What is an Insolvent Business?
If you are a limited company director whose business is struggling, you may be wondering if you have reached the point of insolvency.
This article will explain the state of insolvency, tell how you to judge if you have reached it, and explore your options if that’s the case
Insolvency means your debts either outweigh your assets, or you cannot pay your bills when they fall due.
It is a serious situation for any limited company and requires urgent, professional attention if you are to survive it.
What’s the Test for Insolvency?
There are two tests for insolvency.
Balance Sheet Test – This is where a simple spreadsheet detailing your financial situation can point to insolvency. Do you owe more money than you have coming in? If so, your business is insolvent.
Cashflow Test – This test establishes how much cash flow your company has at any given time. If you can’t find the cash to pay bills on time, you may have crossed the threshold into insolvency.

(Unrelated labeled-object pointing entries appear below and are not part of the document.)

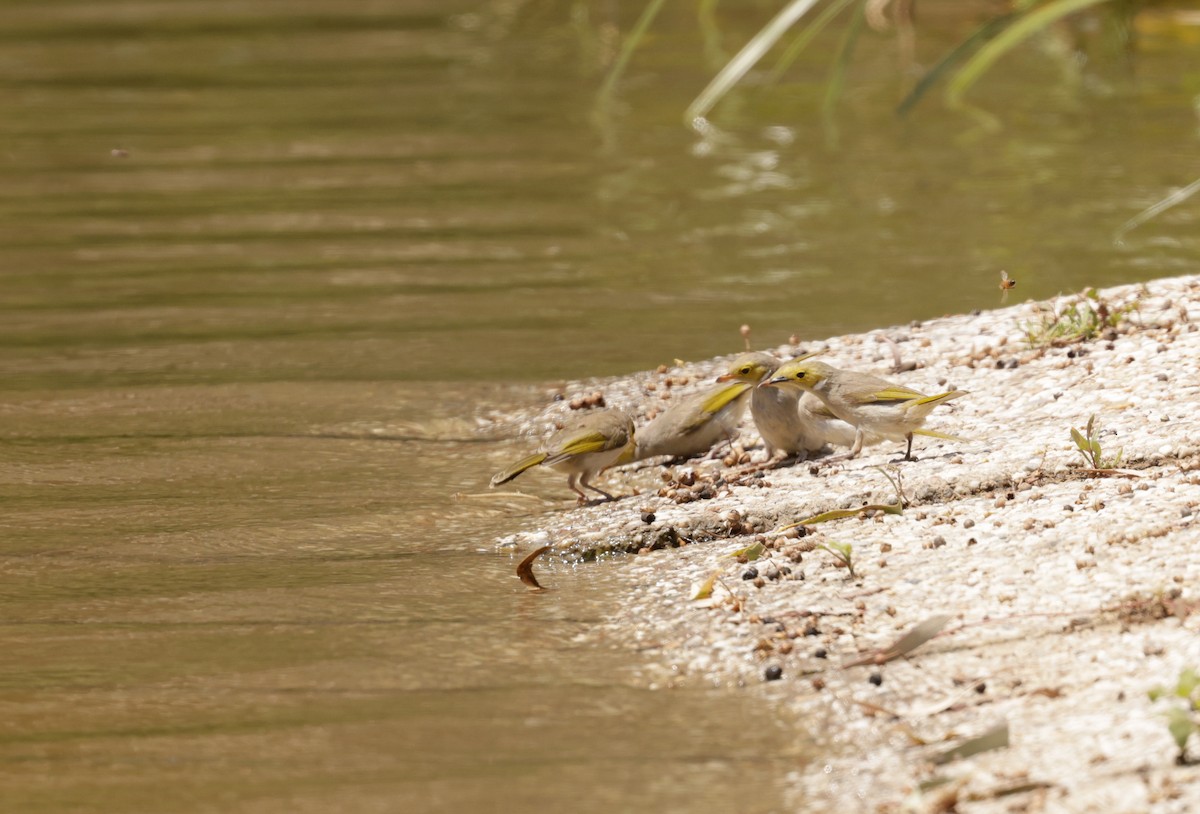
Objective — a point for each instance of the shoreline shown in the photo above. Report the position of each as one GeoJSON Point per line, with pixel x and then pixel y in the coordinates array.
{"type": "Point", "coordinates": [1069, 592]}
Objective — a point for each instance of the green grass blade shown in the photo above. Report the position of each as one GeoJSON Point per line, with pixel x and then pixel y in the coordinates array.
{"type": "Point", "coordinates": [982, 34]}
{"type": "Point", "coordinates": [802, 41]}
{"type": "Point", "coordinates": [745, 59]}
{"type": "Point", "coordinates": [838, 76]}
{"type": "Point", "coordinates": [1020, 30]}
{"type": "Point", "coordinates": [1173, 199]}
{"type": "Point", "coordinates": [627, 49]}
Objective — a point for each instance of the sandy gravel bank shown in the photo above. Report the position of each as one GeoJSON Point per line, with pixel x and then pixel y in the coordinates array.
{"type": "Point", "coordinates": [1069, 593]}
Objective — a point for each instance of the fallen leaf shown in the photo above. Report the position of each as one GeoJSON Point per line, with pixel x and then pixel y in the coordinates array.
{"type": "Point", "coordinates": [705, 590]}
{"type": "Point", "coordinates": [994, 738]}
{"type": "Point", "coordinates": [525, 570]}
{"type": "Point", "coordinates": [905, 644]}
{"type": "Point", "coordinates": [750, 552]}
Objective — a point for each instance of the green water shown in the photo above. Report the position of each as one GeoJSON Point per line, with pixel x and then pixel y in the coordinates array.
{"type": "Point", "coordinates": [263, 264]}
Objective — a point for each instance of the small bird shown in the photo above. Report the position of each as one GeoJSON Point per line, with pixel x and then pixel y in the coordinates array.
{"type": "Point", "coordinates": [694, 424]}
{"type": "Point", "coordinates": [582, 448]}
{"type": "Point", "coordinates": [869, 402]}
{"type": "Point", "coordinates": [789, 420]}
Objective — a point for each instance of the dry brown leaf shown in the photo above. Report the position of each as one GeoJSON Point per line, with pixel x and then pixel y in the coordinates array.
{"type": "Point", "coordinates": [525, 570]}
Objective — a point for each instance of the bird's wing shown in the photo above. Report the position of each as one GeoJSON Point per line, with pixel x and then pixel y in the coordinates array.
{"type": "Point", "coordinates": [715, 402]}
{"type": "Point", "coordinates": [587, 442]}
{"type": "Point", "coordinates": [892, 394]}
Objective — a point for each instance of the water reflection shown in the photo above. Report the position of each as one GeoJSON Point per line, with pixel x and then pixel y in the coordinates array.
{"type": "Point", "coordinates": [264, 267]}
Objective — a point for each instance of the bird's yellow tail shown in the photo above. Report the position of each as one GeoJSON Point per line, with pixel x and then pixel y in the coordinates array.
{"type": "Point", "coordinates": [509, 473]}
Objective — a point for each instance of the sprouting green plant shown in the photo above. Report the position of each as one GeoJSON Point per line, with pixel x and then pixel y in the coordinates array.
{"type": "Point", "coordinates": [1183, 716]}
{"type": "Point", "coordinates": [1089, 446]}
{"type": "Point", "coordinates": [844, 552]}
{"type": "Point", "coordinates": [1085, 318]}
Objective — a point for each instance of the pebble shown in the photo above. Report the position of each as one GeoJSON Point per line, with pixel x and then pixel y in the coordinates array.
{"type": "Point", "coordinates": [1035, 560]}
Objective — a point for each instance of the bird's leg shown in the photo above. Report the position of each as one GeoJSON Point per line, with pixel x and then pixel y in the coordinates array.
{"type": "Point", "coordinates": [571, 480]}
{"type": "Point", "coordinates": [858, 442]}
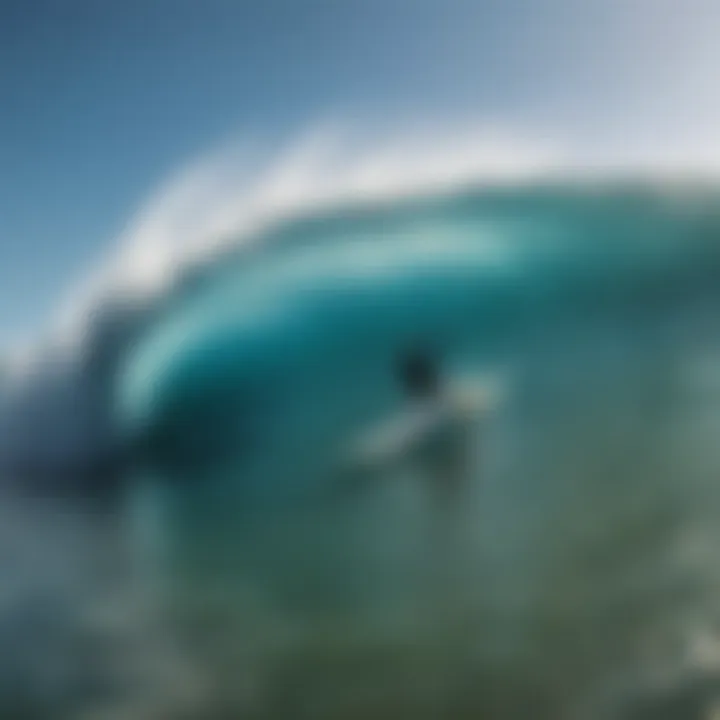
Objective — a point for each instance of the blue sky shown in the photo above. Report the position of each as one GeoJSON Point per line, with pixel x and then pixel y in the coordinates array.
{"type": "Point", "coordinates": [102, 101]}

We’ve combined both of these into one easy to use interactive insolvency test. It takes just 2 minutes to see the results.
What is an Insolvency Practitioner?
When a business is insolvent, there are a number of strategies available to either rescue or close down the limited company. Most of these require the services of an insolvency practitioner: individuals with the training, qualifications and experience to work with businesses in distress.
Is there an Insolvency Register for Businesses?
Where there is an insolvency register for individuals that have declared bankruptcy, there’s no corresponding system for businesses.
Instead, you can search a list of companies in liquidation here.
What are my Next Steps if the Business is Insolvent?
(1) Contact an insolvency practitioner such as ourselves to discuss your options
(2) As a director, you need to be careful to document all actions taken once you realise your situation. Your primary responsibility is to creditors and any behaviour that does demonstrate that could leave you open to accusations of wrongful trading.
(3) If the IP is recommending liquidation, your role as director will cease. The liquidator will sell any company assets and distribute the proceeds to creditors in order of priority. Then the company will be struck off the register at Companies House and it will cease to exist.